Zitat von schwebefliege... ist diese Unterstellung ! Diese Vorwürfe sind absurd. Die armen Vorstände der Unternehmen waren derartig in die Forschung, Politik und im privaten Umfeld involviert und haben sich dabei schlichtweg überschätzt und Fehler gemacht. Deshalb geben Sie die Medikamente auch wieder schön zurück und bleiben weiter im "Amt". Oder wird in diesem Land mit zweierlei Mass gemessen ?
Schön, dass Sie fehlerhafte oder meinet wegen abgeschriebene wissenschaftliche Ausarbeitungen die in 99% der Fälle keiner liest mit Arzneimittelbetrug auf eine Stufe stellen. Das ist selbst im ironischen oder sarkastischen Konntext ganz unteres Niveau. Was kommt als nächstes?
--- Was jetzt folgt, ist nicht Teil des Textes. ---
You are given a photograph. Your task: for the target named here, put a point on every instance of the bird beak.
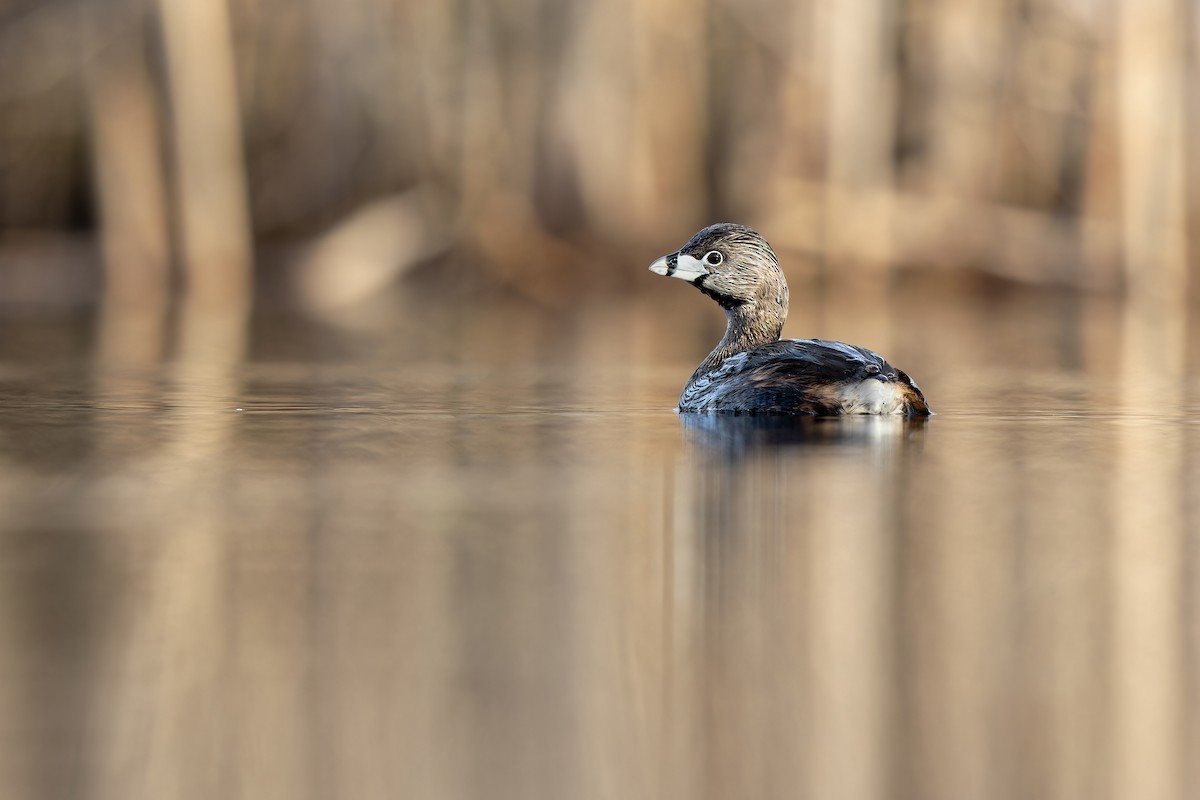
(679, 265)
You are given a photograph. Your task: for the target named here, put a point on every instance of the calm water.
(480, 557)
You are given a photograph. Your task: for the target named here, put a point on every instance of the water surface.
(487, 560)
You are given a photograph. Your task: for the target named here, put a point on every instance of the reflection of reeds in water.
(951, 133)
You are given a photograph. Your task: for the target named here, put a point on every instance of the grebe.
(751, 371)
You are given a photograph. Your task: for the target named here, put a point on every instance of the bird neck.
(748, 325)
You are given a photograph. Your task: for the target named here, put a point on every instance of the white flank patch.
(871, 396)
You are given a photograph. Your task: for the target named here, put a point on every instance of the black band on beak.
(672, 264)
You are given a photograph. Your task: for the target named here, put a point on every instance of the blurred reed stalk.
(125, 115)
(209, 164)
(1043, 142)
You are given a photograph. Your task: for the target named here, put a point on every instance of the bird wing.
(797, 377)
Gaddafi wollte nur mit Platzpatronen schießen?
Polemiker 24.02.2011
5. Hmm
Zugelassen sind die Medikamente in Deutschland nicht, doch man schleust sie ein, vertickt sie ueber Apotheken und rechnet diese noch ueber die Krankankassen ab. Irgendetwas scheint da nicht zu passen.